How easy it is to draw false conclusions from the percentages of a statistic of corona deaths is shown by a vivid comparison by Christoph Rothe, Professor of Statistics at the University of Mannheim, on Twitter. He also transfers it to the number of corona deaths: In the UK, almost all Delta deaths are in the age group over 50. This group has a vaccination rate of around 93 percent. The roughly seven percent of unvaccinated people over 50 therefore account for almost 60 percent of all deaths.
The PHE data cited by corona downplayers are correct but are used without context.

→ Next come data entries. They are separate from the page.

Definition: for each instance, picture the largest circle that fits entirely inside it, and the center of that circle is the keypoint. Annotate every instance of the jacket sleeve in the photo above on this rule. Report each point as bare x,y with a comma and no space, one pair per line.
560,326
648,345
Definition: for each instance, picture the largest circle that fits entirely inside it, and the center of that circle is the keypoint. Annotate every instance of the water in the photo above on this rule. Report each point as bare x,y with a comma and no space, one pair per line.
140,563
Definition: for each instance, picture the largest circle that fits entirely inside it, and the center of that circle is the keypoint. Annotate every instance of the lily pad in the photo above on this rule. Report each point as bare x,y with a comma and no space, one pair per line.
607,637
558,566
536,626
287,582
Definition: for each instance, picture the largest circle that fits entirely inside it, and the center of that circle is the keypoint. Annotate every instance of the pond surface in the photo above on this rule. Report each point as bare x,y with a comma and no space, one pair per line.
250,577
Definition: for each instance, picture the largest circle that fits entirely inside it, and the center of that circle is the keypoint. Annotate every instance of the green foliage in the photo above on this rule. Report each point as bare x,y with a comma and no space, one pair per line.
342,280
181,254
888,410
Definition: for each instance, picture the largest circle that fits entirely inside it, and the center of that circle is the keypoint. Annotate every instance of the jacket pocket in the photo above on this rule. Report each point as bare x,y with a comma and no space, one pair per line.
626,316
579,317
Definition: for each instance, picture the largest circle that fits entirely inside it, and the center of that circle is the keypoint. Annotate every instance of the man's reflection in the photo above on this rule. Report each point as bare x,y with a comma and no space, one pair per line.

The claim that the Delta variant is less dangerous but more deadly for vaccinated people cannot be concluded from the data.
Firstly, figures from different phases of the pandemic cannot be compared. The more people are vaccinated against Covid-19, the less dangerous the coronavirus is for the population as a whole. Which variant is currently circulating is of secondary importance.
Secondly, the vaccines are not one hundred percent effective. If there are many vaccinated people, there are also many who get infected, fall ill or die despite vaccination. The share of the unvaccinated in the corona deaths only seems to decrease. A direct comparison shows that the vaccinated are significantly better protected against a severe or fatal course of Covid-19 than the unvaccinated.